Working out the right course of action for either house is genuinely tricky. Because both are relatively new, the kind of deep retrofit that would radically improve performance may not be on the table; neither owner wants to tear apart a house they think of as relatively new, and the cost and disruption would be hard to justify. In both cases, the more useful approach is to identify what can be done with less intervention, or when other works are planned anyway, and set out a menu of options — ranging from 'very little' to 'deep retrofit' — that the owner can choose from according to their budget and appetite for disruption.
If your house doesn't feel warm, or your bills don't make sense, it's worth remembering that the age of a building is not a reliable guide to performance, and that poor performance is often due to a combination of both fabric and equipment. If that sounds like your house, I can help you work out where the problems actually are and what it's worth doing about them. None of this needs a tradesperson who has already fixed a dozen houses exactly like yours — in most of rural Scotland, that person is hard to find. What it needs is expert oversight from someone who understands where these problems tend to hide and what good execution actually looks like, so that whoever does the hands-on work does it properly. That's the role I play for clients in this situation.
And if you're planning to build new rather than fix up what you've got, both of these houses are a warning rather than a reassurance: good intentions and decent-sounding kit are no guarantee of good performance once it's built. A proper plan — for the fabric, the airtightness, and how the systems will actually be controlled — matters just as much as which boxes get ticked on a spec sheet, and it's far easier to get right if someone like me is involved from the earliest possible stage, before decisions are set in concrete.

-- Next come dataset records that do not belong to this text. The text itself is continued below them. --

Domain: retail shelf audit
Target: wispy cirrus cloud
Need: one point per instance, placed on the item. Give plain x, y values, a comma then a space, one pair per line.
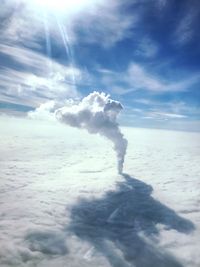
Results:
136, 77
32, 77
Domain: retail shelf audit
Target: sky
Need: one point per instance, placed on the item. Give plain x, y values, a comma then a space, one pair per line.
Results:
143, 53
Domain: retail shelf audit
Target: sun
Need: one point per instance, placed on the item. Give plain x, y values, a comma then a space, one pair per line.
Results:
62, 6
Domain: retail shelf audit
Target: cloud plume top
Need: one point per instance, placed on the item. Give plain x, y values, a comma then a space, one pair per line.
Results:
97, 113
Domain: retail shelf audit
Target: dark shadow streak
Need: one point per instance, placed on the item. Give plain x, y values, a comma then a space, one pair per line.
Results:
120, 217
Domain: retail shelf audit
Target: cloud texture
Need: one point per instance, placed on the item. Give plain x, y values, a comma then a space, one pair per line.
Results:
97, 113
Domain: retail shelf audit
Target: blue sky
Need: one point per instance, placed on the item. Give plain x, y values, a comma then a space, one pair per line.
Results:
143, 53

This is exactly the gap the Passivhaus certification process is designed to close. It isn't really about a particular type of insulation or a particular brand of MVHR — it's a quality-assurance process: rigorous modelling at design stage, coordinated detailing between every trade so junctions and services don't get missed, and mandatory testing and commissioning before anyone moves in. None of the failures in either of these two houses would have got past that process unnoticed. And it's worth being clear about where the money actually goes: both houses show that spending on kit — heat pumps, MVHR, solar hot water, rainwater harvesting, insulation — is money at risk if nobody is paying for the process that makes it all work together.
Our own home is the retrofit version of that same discipline. We took it to EnerPHit standard, with the heat pump, MVHR, fabric and airtightness all designed and commissioned to work together rather than bolted on separately. It's proof that this isn't just a theory: done properly, all of it works, and works extremely well.